Most other methods require you to actually go out into the world and make yourself known on a personal basis either to the agent or someone who knows someone. That’s difficult for a lot of writers.
Terri, if you go to my writing website, castingthebones.com, you’ll find a great query letter by my buddy Bill Cameron. A query letter that worked.
Yeah, I’d like to know if Scott Miller would be interesting in representing me….wait, Scott Miller? Hey, you stole my story, Rob! Scott’s MY agent!
And he’s friggin’ awesome….
I second Gar’s excellent questions… even though I already know some of what Scott will say, because Scott by far wins as the agent repping the most Rati.
Which says something about his taste but I won’t speculate as to what that is…
Gee, Mike, thanks for that depressing as hell information. 😉 Now I’m hoping Scott can come over here and tell us that he has indeed signed writers who came to his attention via cold-querying.
I’m "almost" at the point of sending out queries for the first time ever and have been trying to learn all I can about the process. And about agents. Most of them, at least the ones who speak publicly though blogs and twitter, sound pretty insistent that writers must conform absolutely to their submission requirements — while at the same time saying they want something fresh and new that grabs their attention. Y’know guys, it’s damn near impossible to accomplish both in one short letter.
I certainly understand the need to write a concise polite informative business letter, but some of the odd little dos and don’ts I’ve heard make agents sound like they’re very easily offended by anything other than utter query letter perfection.
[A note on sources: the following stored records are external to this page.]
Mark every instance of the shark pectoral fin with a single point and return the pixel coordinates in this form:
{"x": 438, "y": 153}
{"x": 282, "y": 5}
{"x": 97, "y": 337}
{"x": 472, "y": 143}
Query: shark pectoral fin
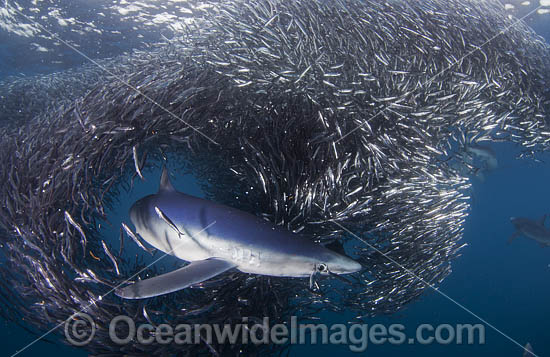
{"x": 513, "y": 236}
{"x": 194, "y": 273}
I’m sure that’s not the case, but good grief. Not trying to be difficult here, but it makes me want to provide nothing more than contact info and a short note, "Here it is, call me if you’re interested." Not that I’d DO that. Probably.
So I guess I’d like to hear advice to someone like me who has never queried. What mistakes do writers make most often during this process? Or what do you wish more writers knew before they sent you queries? If a query letter doesn’t pique your interest in quite the same way professional back cover copy does (yes, I know that’s the goal), do you still at least read the first few lines of the manuscript? Just how doomed are we in this process?
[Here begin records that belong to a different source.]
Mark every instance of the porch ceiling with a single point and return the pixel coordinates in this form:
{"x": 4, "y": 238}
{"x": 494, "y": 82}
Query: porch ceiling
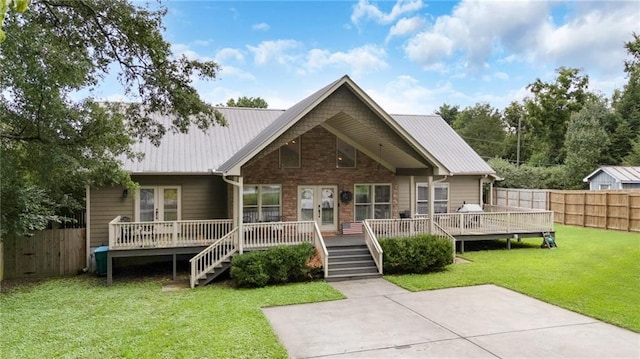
{"x": 368, "y": 139}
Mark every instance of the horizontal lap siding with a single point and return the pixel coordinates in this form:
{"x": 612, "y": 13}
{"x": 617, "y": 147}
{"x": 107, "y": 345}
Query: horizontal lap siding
{"x": 203, "y": 197}
{"x": 461, "y": 189}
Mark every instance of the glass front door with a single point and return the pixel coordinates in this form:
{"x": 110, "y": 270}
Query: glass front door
{"x": 319, "y": 203}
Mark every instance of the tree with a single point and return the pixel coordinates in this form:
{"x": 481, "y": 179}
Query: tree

Thanks in advance for your willingness to be interrogated (and to Rob for tying you up and holding you dow– um, for inviting you).
coming in late here — is there still a conversation going? — to say that I got my first and second agents by cold-querying. Actually, I landed several book deals by cold-querying editors, too.
My third agent was through a letter as well, but by then I was already published and had some qualifications I could point to.
So it can work. Which is why I don’t knock it as a way to approach an agent, esp. if you live in a remote part of the country and don’t have the funds to travel to writers’ conferences.
I do believe Marcus Sakey landed Mr. Miller through a cold query…
Maybe a question should be why the perception is so few authors get agents through the cold query route, since we know that it does happen.
Also, how many queries he fields a year?
And I’ll fourth my compatriots who are represented by the divine Mr. Miller – he’s got excellent taste.